Ainsi, le sujet court d’un signifiant à l’autre. Les mots et la parole sont alors utilisés pour dé-fixer l’image. Alors que l’image est plutôt du côté de la fixité, de la permanence.

II) L’art fait de la psychanalyse un  symptôme :
(ce qui est symptomatique, c’est la psychanalyse).

La peinture questionne la psychanalyse.
On vient de le voir, la psychanalyse (discipline de la parole, du sujet et du désir) n’est cependant pas sans questionner, à travers la peinture (et son peintre), le regard.
En retour la psychanalyse se laisse interroger à partir du regard, au moyen de l’image, du tableau qui, en somme, lui aussi… la regarde.
Les peintres parlent à la psychanalyse et lui répondent.

– Les surréalistes s’en inspirent et la transforment.

Ce mouvement littéraire, dont on peut dater les activités entre 1924 et 1939, représente un développement majeur dans la création et l’esthétique contemporaines. Le mouvement surréaliste n’a peut-être pas changé la face du monde et de la société, comme ses membres le voulaient, mais il a marqué le monde de l’art de manière définitive et radicale, en créant un espace pour une création artistique libérée de toute contrainte.

Le surréalisme est avant tout une réaction contre la société et ses contraintes qui conditionnent l’existence. La guerre de 1914-18 est vue comme une faillite de la civilisation occidentale.

En 1924, André Breton définit dans un Manifeste du surréalisme la nature du surréalisme. Ouverte à l’expérience du rêve, de l’inconscient et du désir, la création poétique doit répondre aux pulsions fondamentales par l’intermédiaire de « l’écriture automatique », nommée aussi « pensée parlée » ou « écriture de pensée ». Sans souci de logique ni de censure (grammaticale, morale, esthétique), les phrases « qui cognent à la vitre » s’expriment librement.
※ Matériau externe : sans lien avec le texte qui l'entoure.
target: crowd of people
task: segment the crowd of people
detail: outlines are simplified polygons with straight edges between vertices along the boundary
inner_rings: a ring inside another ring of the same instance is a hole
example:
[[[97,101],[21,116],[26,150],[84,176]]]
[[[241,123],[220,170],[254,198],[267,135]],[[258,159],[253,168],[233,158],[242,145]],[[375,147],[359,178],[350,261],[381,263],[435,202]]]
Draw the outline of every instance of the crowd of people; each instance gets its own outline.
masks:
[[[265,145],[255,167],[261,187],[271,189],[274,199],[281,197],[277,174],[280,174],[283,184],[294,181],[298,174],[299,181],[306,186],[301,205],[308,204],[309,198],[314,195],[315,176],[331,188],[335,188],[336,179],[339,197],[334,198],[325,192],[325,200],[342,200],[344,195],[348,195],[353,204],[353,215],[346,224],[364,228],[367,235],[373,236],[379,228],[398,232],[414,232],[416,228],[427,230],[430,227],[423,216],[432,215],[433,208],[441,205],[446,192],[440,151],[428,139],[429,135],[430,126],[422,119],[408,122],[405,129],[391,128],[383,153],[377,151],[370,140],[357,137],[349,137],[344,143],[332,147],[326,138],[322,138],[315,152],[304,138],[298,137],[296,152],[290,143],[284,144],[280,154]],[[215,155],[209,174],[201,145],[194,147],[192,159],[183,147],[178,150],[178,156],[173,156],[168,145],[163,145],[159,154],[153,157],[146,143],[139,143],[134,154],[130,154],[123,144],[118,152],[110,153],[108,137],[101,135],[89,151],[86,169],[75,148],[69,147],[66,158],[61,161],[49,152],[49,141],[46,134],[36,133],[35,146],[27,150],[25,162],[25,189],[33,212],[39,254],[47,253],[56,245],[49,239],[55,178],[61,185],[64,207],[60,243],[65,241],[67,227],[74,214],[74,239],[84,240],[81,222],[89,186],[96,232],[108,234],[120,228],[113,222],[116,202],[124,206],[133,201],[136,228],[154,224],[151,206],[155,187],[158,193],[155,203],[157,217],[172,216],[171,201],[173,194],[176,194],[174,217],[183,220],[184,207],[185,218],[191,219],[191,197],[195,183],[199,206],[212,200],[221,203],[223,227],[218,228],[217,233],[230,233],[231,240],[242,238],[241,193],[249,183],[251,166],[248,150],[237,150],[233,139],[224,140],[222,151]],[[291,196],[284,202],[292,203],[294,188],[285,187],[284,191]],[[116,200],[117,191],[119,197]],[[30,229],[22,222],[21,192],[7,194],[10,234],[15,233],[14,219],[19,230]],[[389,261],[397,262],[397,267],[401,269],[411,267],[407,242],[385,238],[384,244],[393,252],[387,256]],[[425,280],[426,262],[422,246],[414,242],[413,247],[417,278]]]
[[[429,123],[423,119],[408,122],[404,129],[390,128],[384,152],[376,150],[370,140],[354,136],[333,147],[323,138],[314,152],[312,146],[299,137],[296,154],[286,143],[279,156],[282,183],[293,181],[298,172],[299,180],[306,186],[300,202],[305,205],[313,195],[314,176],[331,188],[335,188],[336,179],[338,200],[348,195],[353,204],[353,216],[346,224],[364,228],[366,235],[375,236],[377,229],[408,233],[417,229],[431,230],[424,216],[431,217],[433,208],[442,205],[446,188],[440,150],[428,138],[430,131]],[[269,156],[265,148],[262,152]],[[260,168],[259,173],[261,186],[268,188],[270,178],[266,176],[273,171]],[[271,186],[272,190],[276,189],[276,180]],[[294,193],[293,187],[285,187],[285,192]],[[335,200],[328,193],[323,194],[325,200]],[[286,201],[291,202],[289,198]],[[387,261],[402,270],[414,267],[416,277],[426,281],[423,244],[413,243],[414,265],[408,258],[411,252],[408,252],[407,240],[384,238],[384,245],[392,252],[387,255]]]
Le poète se place dans un abandon volontaire et une totale passivité, il n’est plus « qu’un modeste appareil enregistreur du phénomène ».

Breton définit ainsi le surréalisme : « Automatisme psychique par lequel on se propose d’exprimer, soit verbalement, soit par écrit, soit de toute autre manière, le fonctionnement de la pensée. Dictée de la pensée, en l’absence de tout contrôle exercé par la raison, en dehors de toute préoccupation esthétique et morale« .

Le Manifeste du surréalisme (1924) qu’André Breton écrit pendant qu’il est « occupé de Freud », projette d’abord l’application du « monologue mécanique » ou « automatique » à la poésie, ensuite l’élargit au domaine des Beaux-Arts, comme le montre la première exposition surréaliste de 1925 accompagnée du traité de Breton Le surréalisme et la peinture (1928 ; augmenté en 1965). Les cinéastes ont poursuivi ce mouvement.
L’application des techniques du « monologue automatique » a pour but de provoquer le Surréel, nouvelle catégorie qui rende tangible l’inconscient du poète, peintre, cinéaste. La création du « Surréel », intensification d’une expérience onirique de la réalité, qui met en relation féconde avec l’Inconscient, serait ainsi comparable à l’Immaculée Conception.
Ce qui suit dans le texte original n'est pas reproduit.